Von singenden Puppen und turnenden Hunden

Ein Höhepunkt auf der Forschungsreise durch Japan war für Sabina Misoch, Leiterin des Interdisziplinären Kompetenzzentrums Alter der Fachhochschule St.Gallen, der Besuch in einem Altersheim, in dem Robotik-Therapien angeboten werden.

Marion Loher

«Die Therapiesitzung hat mich sehr berührt», sagt Sabina Misoch. Die Leiterin des Interdisziplinären Kompetenzzentrums (IKOA-FHS) war auf ihrer Japan-Forschungsreise eingeladen worden, an einer Robotik-Therapiesitzung für Menschen mit Demenz teilzunehmen. Dafür reiste die Altersforscherin zusammen mit ihrem japanischen Forscherkollegen in den Nordwesten von Tokio in ein Altersheim, in dem seit mehreren Jahren eine Robotik-Therapie für an Demenz erkrankte Menschen angeboten wird.

«Menschen mit Demenz zeigen oft keine Reaktionen. Doch bei dieser Therapie-Sitzung war es sehr schön mit anzusehen, wie sich die Menschen im Laufe der Sitzung öffneten und begannen, mit den Robotern zu interagieren», erzählt Sabina Misoch.

Worauf Frauen und Männer reagieren

Bei der Therapie wurden verschiedene Objekte verwendet. «Das eine war eine Puppe, etwa 30 bis 40 Zentimeter gross, mit einem Knopf in beiden Handflächen.
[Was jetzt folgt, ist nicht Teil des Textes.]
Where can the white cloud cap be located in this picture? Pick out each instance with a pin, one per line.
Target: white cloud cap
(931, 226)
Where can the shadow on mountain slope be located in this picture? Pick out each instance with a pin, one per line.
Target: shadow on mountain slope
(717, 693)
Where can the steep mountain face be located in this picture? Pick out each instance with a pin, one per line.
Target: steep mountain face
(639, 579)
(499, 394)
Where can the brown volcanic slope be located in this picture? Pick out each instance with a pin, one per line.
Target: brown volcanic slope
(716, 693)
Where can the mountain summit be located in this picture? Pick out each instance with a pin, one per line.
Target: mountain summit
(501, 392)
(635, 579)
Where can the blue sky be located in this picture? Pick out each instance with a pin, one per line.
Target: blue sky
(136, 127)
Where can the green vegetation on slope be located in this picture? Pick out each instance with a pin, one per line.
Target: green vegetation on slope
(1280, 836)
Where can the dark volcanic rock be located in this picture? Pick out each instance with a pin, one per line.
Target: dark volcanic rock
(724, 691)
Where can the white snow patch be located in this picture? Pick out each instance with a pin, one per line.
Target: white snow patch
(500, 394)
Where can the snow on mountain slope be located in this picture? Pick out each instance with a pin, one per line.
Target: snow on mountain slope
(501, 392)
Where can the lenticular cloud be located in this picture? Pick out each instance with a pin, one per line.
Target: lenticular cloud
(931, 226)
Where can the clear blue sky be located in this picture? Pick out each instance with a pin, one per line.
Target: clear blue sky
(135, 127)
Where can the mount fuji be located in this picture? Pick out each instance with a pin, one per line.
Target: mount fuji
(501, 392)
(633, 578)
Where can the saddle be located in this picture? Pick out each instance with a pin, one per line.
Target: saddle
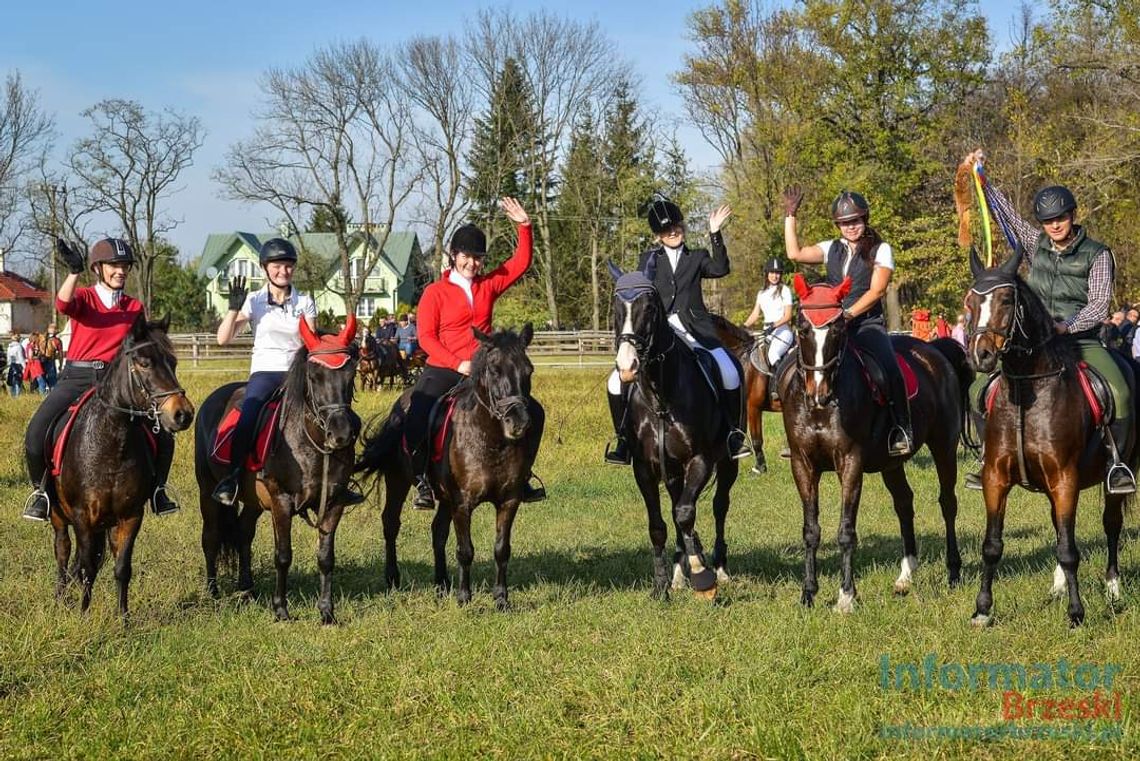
(265, 440)
(59, 432)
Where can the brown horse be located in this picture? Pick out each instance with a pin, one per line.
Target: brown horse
(490, 446)
(833, 423)
(757, 382)
(306, 474)
(1040, 432)
(106, 473)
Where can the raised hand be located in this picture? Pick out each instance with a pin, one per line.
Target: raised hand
(792, 197)
(71, 256)
(237, 293)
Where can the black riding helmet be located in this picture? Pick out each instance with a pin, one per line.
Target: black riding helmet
(277, 250)
(1052, 202)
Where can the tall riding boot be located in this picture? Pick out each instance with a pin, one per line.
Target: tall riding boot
(618, 453)
(739, 447)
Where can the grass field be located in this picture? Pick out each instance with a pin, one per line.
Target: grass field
(585, 664)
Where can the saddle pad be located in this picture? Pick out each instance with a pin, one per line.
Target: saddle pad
(60, 442)
(224, 442)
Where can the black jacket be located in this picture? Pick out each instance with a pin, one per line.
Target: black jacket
(681, 291)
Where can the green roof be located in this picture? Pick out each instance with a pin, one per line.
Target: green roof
(397, 253)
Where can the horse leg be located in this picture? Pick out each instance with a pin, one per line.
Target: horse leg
(651, 494)
(440, 531)
(326, 558)
(504, 518)
(283, 556)
(726, 472)
(902, 496)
Nimmt man die Puppe in die Arme und drückt auf den Knopf, beginnt sie alte japanische Lieder zu singen.» Vom Singen wisse man, so die Altersforscherin, dass damit viele alte Erinnerungen abgeholt werden könnten, da die Lieder aus der Kindheit oder Jugendzeit oft noch sehr präsent seien. «Eine Frau hat die Puppe fest in den Arm genommen und dabei über das ganze Gesicht gestrahlt. Immer wieder hat sie mit der Puppe gesprochen und sie gestreichelt. Das war wirklich sehr beeindruckend.» Interessant sei ausserdem gewesen, dass die Männer auf die singende Puppe überhaupt nicht reagiert hätten.

Mehr Interesse zeigten sie dann aber beim Ballspiel mit dem Roboterhund. Dabei hatte der Hund ein etwa 30 Zentimeter grosses Körbchen auf dem Rücken geschnallt. «Alle, die an der Sitzung teilnahmen, wurden in zwei Gruppen eingeteilt», erklärt Sabina Misoch das Spiel. «Die Teilnehmenden bekamen 20 Tischtennis-Bälle, die einen weisse, die anderen orangefarbige.» Dann begann das Spiel: Der Roboterhund lief hin und her und die Heimbewohnerinnen und -bewohner mussten versuchen, die Bälle ins Körbchen zu werfen.

«Ein Mann, der zuvor ziemlich passiv auf dem Stuhl gesessen hatte, taute richtig auf. Sein Ehrgeiz schien geweckt zu sein, er war mit grossem Engagement dabei. Auch die anderen Teilnehmenden konnten gar nicht genug bekommen vom Ballspiel.» Für die Altersforscherin sei spannend gewesen zu sehen, mit welch einfachen spielerischen Mitteln die an Demenz erkrankten Menschen aktiviert werden konnten. Auch bei den Gymnastikübungen, die von speziell programmierten Roboterhunden vorgezeigt wurden, machten die Betagten fleissig mit.

Fern von jeglichen Klischees

Der Besuch im Altersheim hat bei Sabina Misoch einen bleibenden Eindruck hinterlassen. Zum einen, weil es nicht das hoch technologisierte Heim war, wie man es sich vielleicht in Europa vorstellte. «Alles war einfach eingerichtet. Die Bewohnerinnern und Bewohner schlafen in Vier-Bett-Zimmern, was bei uns unmöglich wäre.» Zum anderen, weil die doch relativ einfache Art von Therapie sowohl für Menschen mit Demenz als auch für kognitiv gesunde Seniorinnen und Senioren auch in der Schweiz grosses Potenzial hätte. «Letztlich geht es darum, die Heimbewohnerinnen und -bewohner zu aktivieren und zur Kommunikation und Interaktion anzuregen. Die Robotik-Therapie im japanischen Altersheim hat gezeigt, dass dies möglich ist.»